Posted: October 6, 2005 in Personal

Currently I am reading a book called ‘Strictly Speaking’ by Edwin Newman. It describes the usage of English in the present times- how English had changed to just a few ‘cool’ phrases and how the language is manipulated to describe simple situations in complicated terms to gain importance and how wrong English is used today as if there was nothing wrong in using it the way it is. I can very well identify with most situations described in the book. Using phrases like ‘funner’, ‘name of the game’,’ like this… like that…like like…’ does not and should not make you cool. Not using them does not make a person less funny or less interesting to talk to you but the use of these words in your day to day speech decide whether you are amiable or not. Spellings do not matter as long as you can convey the word. I purposely said ‘convey the word’ because I cannot understand how you can convey the meaning of a word without knowing the spelling. Words are not generated form phonetics; they are rooted in the meaning of your action or description of something. I have pointed out errors to my friend who often misspells words and does not find it worthwhile to pay attention to her spellings. ‘Everyone does it and nobody cares’ is the reply. Well not everyone does it and some people care. Think about it this way. ‘If I were to rite a leter to your compani and descryb myself as metyculous and efactive in comunication and that you would greightly benifit if you higher me’ what would you think of me? A person hiring you will definitely notice these controversies. What you write reflects on you as an individual. Words have the strength to characterize you for someone who reads what you write without knowing what kind of a person you are. They convey much more about you than their mere meaning. Words are not complete without their correct spelling, form and pronunciation.

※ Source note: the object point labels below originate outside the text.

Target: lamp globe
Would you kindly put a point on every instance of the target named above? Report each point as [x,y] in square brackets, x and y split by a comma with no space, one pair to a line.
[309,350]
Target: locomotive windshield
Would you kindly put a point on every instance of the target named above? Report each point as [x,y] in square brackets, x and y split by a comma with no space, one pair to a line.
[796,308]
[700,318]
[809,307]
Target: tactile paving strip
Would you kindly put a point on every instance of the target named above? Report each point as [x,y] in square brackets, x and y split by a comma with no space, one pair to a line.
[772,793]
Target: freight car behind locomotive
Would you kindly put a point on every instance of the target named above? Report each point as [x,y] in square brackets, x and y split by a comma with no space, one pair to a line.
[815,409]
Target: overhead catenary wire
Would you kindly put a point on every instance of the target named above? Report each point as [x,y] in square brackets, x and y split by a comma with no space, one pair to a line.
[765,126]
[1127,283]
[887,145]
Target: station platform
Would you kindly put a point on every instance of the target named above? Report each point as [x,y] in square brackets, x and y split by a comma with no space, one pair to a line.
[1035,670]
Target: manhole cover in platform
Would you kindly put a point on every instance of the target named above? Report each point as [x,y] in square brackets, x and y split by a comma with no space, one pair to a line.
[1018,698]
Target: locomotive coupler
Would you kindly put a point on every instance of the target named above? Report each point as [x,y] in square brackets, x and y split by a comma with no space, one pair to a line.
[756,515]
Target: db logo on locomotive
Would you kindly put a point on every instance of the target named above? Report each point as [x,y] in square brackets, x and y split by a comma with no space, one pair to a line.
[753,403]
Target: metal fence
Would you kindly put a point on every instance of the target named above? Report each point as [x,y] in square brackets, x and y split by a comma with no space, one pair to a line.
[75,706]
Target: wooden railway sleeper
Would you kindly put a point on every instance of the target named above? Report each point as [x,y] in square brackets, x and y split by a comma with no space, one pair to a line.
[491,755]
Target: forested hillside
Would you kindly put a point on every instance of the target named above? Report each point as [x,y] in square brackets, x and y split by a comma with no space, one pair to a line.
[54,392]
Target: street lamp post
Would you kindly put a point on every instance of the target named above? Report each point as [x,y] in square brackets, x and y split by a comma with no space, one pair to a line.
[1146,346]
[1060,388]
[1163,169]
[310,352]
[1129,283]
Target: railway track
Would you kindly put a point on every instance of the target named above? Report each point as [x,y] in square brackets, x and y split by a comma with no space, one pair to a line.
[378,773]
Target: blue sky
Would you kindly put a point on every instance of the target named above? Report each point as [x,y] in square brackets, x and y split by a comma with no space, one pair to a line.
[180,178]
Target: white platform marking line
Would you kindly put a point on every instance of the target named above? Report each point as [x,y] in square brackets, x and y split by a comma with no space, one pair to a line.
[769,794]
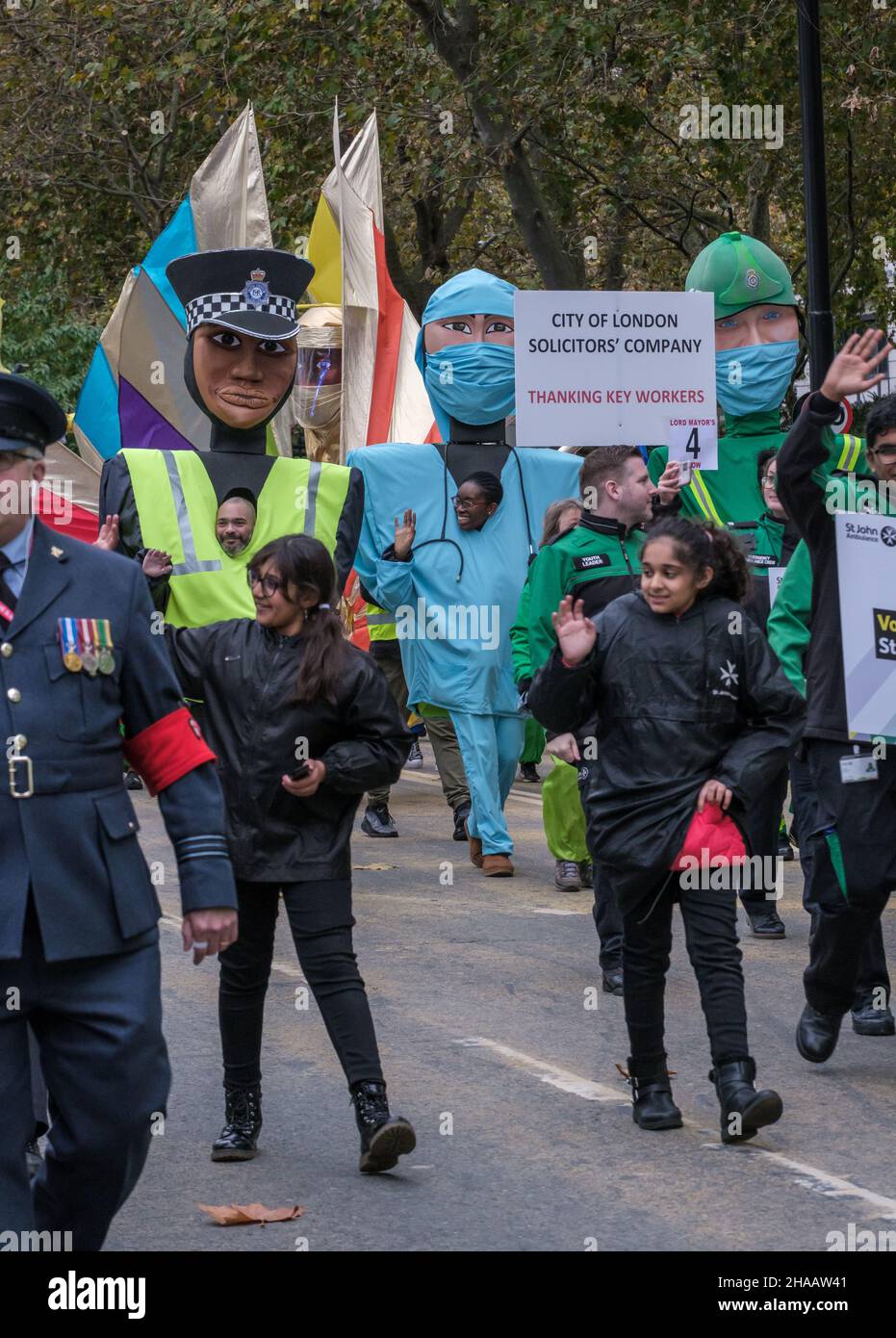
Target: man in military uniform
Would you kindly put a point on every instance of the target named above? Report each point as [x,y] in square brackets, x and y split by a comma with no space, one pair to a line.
[240,368]
[79,957]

After six years of hard core electronic design and advanced image procesing, it seemed quite difficult to face the challenge of studying cell physiology. I started off, rather intimidated by the subject and its contents and extremely anxious as to how I could cope up with this ‘new’ field. But soon it did not seem so hard. After all, it was just the state of the art information, no complex theories or the standard mathematical proofs and yet everything I have learnt till today in this class is perfectly ‘engineered’. The more I understand about the mechanisms for DNA replication, and protein synthesis, the more amazed I am at our cellular engineers. Everything seems so perfect that I feel nothing can get better than this. You have a trigger for every process, a control mechanism, a feedback system, repair, an emergency stop,and a systematic termination. Each cellular process seem to occur in an assembly line one step after another in a pre-decided order. I am intrigued by how we use all the ‘engineering’ terms to describe these perfect cellular factories and in general, any biological event. For example, some Mr.X works like a machine, the brain is like a computer, cell builds proteins, DNA ligase stitches Okazakis and yet I cannot imagine the opposite: The computer is brainy! My tailor ligates clothes! It makes me think that biology can be easily visualised and the processes easily simplified by an engineer’s mind and not the other way around but we could end up finding the solutions of all engineering problems in biology.